Per te sciamus da Pátrem, 
Noscamus atque Fílium; 
Teque utriúsque Spíritum 
Credamus omni tempore. (BIS) 
 
Deo Patri sit glória, 
Et Filio, qui a mórtuis 
Súrrexit (2X), ac Paráclito, 
In saeculórum (3X). Amen (4X). (sic)
 
 
TRADUÇÃO por Francisco José dos Santos Braga
 

Vinde, Espírito criador, 
visitai as Vossas almas; 
enchei da graça do alto 
os corações que criastes. 
 
Sois chamado Consolador, 
dom de Deus Altíssimo, 
fonte viva, fogo, caridade 
e unção espiritual. 
 
Sois formado de sete dons, 
dedo da mão direita de Deus, 
solene promessa do Pai 
a inspirar-nos a palavra. 
 
Iluminai os sentidos, 
infundi o amor nos corações, 
curai as nossas fraquezas
com o bálsamo da Vossa força. 
 
Afastai para longe o inimigo, 
dai-nos a paz sem demora; 
assim guiados por Vós, 
evitaremos todo o mal. 
 
Fazei-nos conhecer o Pai, 
e revelai-nos o Filho, 
para acreditar sempre em Vós, 
Espírito que de ambos procedeis. 
 
Glória seja dada ao Pai, 
e ao Filho, que da morte 
ressuscitou, e ao Paráclito, 
pelos séculos dos séculos.

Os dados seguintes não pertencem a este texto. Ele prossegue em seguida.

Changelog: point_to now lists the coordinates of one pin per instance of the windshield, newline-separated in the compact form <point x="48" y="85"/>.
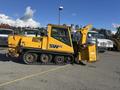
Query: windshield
<point x="61" y="34"/>
<point x="6" y="32"/>
<point x="29" y="32"/>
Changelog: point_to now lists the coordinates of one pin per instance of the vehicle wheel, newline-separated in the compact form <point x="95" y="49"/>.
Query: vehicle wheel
<point x="68" y="60"/>
<point x="45" y="58"/>
<point x="59" y="59"/>
<point x="30" y="58"/>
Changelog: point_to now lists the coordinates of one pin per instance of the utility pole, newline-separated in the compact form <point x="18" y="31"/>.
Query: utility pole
<point x="59" y="16"/>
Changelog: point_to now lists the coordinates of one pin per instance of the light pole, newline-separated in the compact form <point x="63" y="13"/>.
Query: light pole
<point x="59" y="17"/>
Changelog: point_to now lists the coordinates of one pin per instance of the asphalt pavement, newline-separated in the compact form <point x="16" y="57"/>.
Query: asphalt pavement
<point x="101" y="75"/>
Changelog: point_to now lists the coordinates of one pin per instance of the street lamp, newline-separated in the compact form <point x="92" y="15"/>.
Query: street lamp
<point x="60" y="9"/>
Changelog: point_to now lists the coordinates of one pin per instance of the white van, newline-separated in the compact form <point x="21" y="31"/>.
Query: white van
<point x="102" y="43"/>
<point x="4" y="36"/>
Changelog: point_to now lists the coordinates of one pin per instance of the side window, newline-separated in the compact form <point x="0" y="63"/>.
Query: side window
<point x="61" y="34"/>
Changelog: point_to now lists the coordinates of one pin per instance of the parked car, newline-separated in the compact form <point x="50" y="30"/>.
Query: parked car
<point x="4" y="36"/>
<point x="102" y="43"/>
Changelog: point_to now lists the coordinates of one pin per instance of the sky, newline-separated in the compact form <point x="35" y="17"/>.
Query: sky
<point x="100" y="13"/>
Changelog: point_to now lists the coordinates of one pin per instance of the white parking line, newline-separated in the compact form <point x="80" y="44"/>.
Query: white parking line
<point x="32" y="75"/>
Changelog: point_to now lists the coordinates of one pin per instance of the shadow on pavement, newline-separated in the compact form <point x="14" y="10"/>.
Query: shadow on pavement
<point x="3" y="57"/>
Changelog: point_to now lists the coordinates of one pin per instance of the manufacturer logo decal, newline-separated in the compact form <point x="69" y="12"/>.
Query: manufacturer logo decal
<point x="55" y="46"/>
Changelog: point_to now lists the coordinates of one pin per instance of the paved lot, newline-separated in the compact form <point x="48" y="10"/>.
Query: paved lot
<point x="102" y="75"/>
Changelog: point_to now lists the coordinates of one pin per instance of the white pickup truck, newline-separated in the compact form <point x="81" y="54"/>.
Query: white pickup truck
<point x="102" y="43"/>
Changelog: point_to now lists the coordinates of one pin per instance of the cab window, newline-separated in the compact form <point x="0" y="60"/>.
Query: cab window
<point x="61" y="34"/>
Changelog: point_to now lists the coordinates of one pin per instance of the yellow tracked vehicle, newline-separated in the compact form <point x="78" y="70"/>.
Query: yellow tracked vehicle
<point x="55" y="46"/>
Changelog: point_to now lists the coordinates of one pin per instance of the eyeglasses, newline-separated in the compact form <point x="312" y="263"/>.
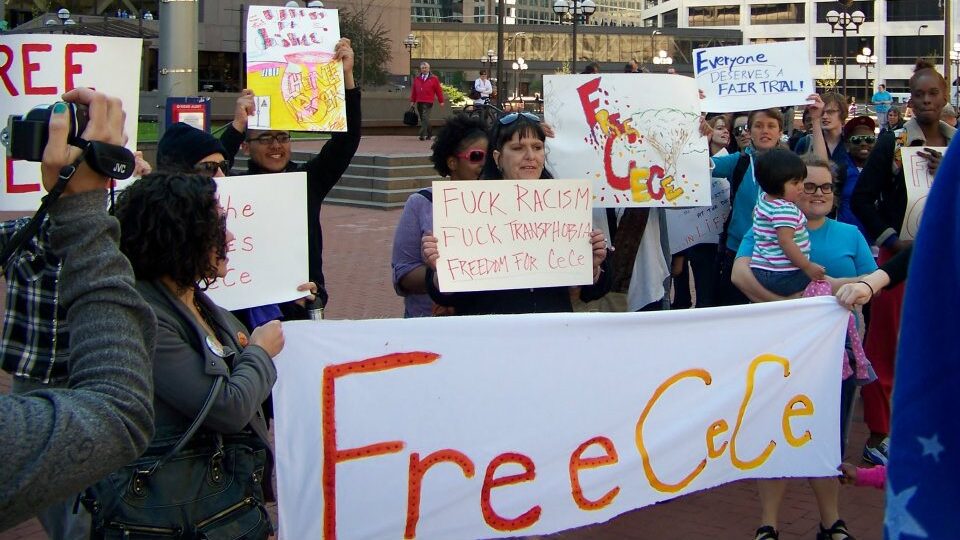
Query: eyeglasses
<point x="210" y="168"/>
<point x="473" y="156"/>
<point x="810" y="188"/>
<point x="268" y="138"/>
<point x="512" y="117"/>
<point x="862" y="139"/>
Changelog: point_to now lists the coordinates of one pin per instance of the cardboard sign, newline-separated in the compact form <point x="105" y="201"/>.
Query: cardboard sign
<point x="267" y="214"/>
<point x="752" y="77"/>
<point x="512" y="234"/>
<point x="291" y="70"/>
<point x="918" y="180"/>
<point x="691" y="226"/>
<point x="636" y="137"/>
<point x="506" y="426"/>
<point x="36" y="69"/>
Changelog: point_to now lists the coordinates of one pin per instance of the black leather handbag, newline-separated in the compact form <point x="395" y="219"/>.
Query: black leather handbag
<point x="209" y="491"/>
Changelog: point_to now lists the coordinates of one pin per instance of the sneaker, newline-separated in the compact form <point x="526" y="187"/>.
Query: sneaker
<point x="878" y="454"/>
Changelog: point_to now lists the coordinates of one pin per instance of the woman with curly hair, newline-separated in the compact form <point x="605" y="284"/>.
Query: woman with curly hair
<point x="174" y="233"/>
<point x="459" y="152"/>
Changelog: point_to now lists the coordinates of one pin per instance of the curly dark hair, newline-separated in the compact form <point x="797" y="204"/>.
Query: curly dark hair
<point x="169" y="225"/>
<point x="502" y="134"/>
<point x="458" y="130"/>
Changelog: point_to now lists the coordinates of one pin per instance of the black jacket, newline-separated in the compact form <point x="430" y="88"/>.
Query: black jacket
<point x="323" y="172"/>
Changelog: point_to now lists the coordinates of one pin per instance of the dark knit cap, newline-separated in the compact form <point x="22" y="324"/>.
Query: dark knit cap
<point x="183" y="146"/>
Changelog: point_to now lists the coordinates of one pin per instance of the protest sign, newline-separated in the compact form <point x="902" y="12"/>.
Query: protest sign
<point x="636" y="137"/>
<point x="491" y="427"/>
<point x="291" y="70"/>
<point x="918" y="180"/>
<point x="700" y="225"/>
<point x="512" y="234"/>
<point x="268" y="258"/>
<point x="36" y="69"/>
<point x="752" y="77"/>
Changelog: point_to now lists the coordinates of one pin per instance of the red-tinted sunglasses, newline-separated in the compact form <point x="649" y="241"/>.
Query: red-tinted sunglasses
<point x="473" y="156"/>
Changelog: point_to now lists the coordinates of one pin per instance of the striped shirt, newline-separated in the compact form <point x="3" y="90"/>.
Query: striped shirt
<point x="769" y="216"/>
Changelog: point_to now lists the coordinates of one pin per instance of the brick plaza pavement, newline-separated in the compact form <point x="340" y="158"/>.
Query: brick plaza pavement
<point x="357" y="267"/>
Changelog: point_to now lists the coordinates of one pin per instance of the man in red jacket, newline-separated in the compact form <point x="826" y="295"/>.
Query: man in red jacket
<point x="425" y="86"/>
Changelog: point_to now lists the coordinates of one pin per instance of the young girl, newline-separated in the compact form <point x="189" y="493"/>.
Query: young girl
<point x="781" y="255"/>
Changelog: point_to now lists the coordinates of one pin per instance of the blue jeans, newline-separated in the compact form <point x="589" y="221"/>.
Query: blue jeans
<point x="782" y="283"/>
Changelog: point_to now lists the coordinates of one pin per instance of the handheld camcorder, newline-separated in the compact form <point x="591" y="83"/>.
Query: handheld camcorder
<point x="26" y="136"/>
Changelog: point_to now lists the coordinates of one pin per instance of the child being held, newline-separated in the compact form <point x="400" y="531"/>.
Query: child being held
<point x="781" y="255"/>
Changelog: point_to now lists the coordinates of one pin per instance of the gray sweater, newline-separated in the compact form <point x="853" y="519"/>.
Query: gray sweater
<point x="58" y="441"/>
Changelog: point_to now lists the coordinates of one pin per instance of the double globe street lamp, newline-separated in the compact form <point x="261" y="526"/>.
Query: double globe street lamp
<point x="579" y="11"/>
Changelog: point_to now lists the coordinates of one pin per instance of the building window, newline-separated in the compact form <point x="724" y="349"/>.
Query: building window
<point x="670" y="19"/>
<point x="907" y="49"/>
<point x="914" y="10"/>
<point x="778" y="13"/>
<point x="831" y="48"/>
<point x="866" y="6"/>
<point x="714" y="16"/>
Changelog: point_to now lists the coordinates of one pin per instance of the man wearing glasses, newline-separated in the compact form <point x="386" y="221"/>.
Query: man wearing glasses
<point x="269" y="152"/>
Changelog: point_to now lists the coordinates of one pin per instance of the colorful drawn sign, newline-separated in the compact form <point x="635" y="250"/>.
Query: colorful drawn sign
<point x="751" y="77"/>
<point x="512" y="234"/>
<point x="700" y="225"/>
<point x="635" y="136"/>
<point x="291" y="70"/>
<point x="35" y="69"/>
<point x="506" y="426"/>
<point x="918" y="180"/>
<point x="267" y="214"/>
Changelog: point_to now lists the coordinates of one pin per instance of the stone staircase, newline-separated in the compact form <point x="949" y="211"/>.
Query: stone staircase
<point x="375" y="181"/>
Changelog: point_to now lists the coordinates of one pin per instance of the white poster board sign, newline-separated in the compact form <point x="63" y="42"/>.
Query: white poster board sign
<point x="512" y="234"/>
<point x="918" y="180"/>
<point x="752" y="77"/>
<point x="635" y="136"/>
<point x="504" y="426"/>
<point x="700" y="225"/>
<point x="36" y="69"/>
<point x="268" y="258"/>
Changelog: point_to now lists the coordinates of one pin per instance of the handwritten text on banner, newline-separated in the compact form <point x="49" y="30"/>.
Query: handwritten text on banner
<point x="491" y="427"/>
<point x="751" y="77"/>
<point x="512" y="234"/>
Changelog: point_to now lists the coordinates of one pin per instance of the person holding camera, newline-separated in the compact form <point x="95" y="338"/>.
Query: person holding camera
<point x="269" y="152"/>
<point x="58" y="441"/>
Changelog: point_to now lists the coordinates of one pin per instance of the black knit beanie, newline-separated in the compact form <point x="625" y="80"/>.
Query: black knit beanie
<point x="183" y="146"/>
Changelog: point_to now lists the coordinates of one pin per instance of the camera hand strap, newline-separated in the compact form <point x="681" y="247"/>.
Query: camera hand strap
<point x="28" y="232"/>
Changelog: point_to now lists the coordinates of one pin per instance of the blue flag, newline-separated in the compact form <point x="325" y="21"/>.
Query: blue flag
<point x="923" y="485"/>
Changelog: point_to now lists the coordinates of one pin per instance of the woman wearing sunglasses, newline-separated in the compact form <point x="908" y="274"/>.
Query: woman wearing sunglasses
<point x="459" y="152"/>
<point x="516" y="152"/>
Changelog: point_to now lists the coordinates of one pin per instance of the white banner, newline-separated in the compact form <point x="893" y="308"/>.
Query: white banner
<point x="512" y="234"/>
<point x="498" y="426"/>
<point x="36" y="69"/>
<point x="268" y="258"/>
<point x="918" y="180"/>
<point x="701" y="225"/>
<point x="636" y="136"/>
<point x="751" y="77"/>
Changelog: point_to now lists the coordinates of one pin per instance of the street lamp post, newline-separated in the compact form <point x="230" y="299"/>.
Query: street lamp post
<point x="579" y="11"/>
<point x="411" y="42"/>
<point x="661" y="59"/>
<point x="955" y="60"/>
<point x="866" y="59"/>
<point x="844" y="21"/>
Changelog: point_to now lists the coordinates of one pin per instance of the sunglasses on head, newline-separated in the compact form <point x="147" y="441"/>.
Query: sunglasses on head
<point x="475" y="155"/>
<point x="271" y="138"/>
<point x="508" y="119"/>
<point x="209" y="168"/>
<point x="861" y="139"/>
<point x="810" y="188"/>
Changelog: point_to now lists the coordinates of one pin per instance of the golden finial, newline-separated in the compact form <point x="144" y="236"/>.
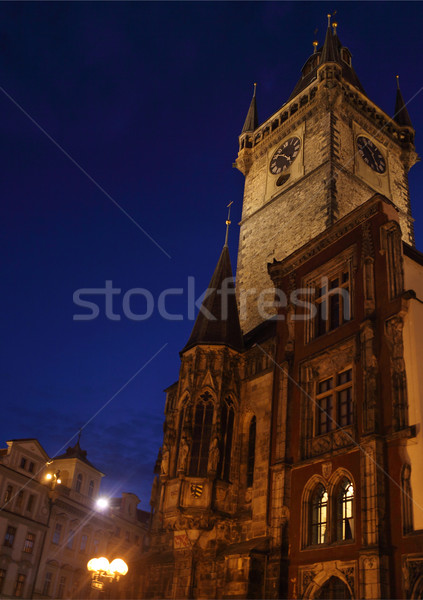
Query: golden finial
<point x="228" y="221"/>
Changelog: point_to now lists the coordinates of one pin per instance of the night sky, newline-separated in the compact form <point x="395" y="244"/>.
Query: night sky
<point x="148" y="98"/>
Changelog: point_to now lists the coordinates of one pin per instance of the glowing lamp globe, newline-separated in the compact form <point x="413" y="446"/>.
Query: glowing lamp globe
<point x="92" y="564"/>
<point x="102" y="503"/>
<point x="102" y="564"/>
<point x="118" y="566"/>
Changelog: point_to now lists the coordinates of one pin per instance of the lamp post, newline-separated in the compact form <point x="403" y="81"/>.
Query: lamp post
<point x="104" y="572"/>
<point x="52" y="480"/>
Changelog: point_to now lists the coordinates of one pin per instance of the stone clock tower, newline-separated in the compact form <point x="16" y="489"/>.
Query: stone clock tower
<point x="320" y="156"/>
<point x="293" y="447"/>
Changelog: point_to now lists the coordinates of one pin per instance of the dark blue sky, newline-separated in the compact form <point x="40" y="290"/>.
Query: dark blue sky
<point x="149" y="99"/>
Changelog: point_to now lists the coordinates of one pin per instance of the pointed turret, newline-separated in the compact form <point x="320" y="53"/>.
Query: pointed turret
<point x="75" y="452"/>
<point x="251" y="121"/>
<point x="332" y="51"/>
<point x="401" y="115"/>
<point x="218" y="319"/>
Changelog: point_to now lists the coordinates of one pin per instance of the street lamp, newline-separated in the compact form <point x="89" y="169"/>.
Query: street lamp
<point x="105" y="572"/>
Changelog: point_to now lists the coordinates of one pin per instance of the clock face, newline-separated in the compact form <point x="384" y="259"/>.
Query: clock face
<point x="371" y="154"/>
<point x="285" y="155"/>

Amen.
 
 

REFERÊNCIAS BIBLIOGRÁFICAS

 
BRAGA, Francisco José dos Santos: 110 ANOS SEM O COMPOSITOR JOÃO F. DA MATTA, publicado no Blog de São João del-Rei em 1º de maio de 2019.
 
SANTOS, Adilson Cândido: O Solo ao Pregador em São João del-Rei, Anais do II SIMPON 2012-Simpósio Brasileiro de Pós-Graduandos em Música, pp. 1089-1098.
 
______________________: O Solo ao Pregador em São João del-Rei: história, prática e edições, dissertação de mestrado submetida ao Programa de Pós-Graduação em Música do Centro de Letras e Artes da UNIRIO, Rio de Janeiro, 159 p.

SICOOB CREDIVERTENTES: "Eu sou João da Matta", entrevista concedida pelo autor a Mariane Fonseca da Revista Vertentes Cultural, Edição 11, Ano 5, dez. 2018, pp. 20-24.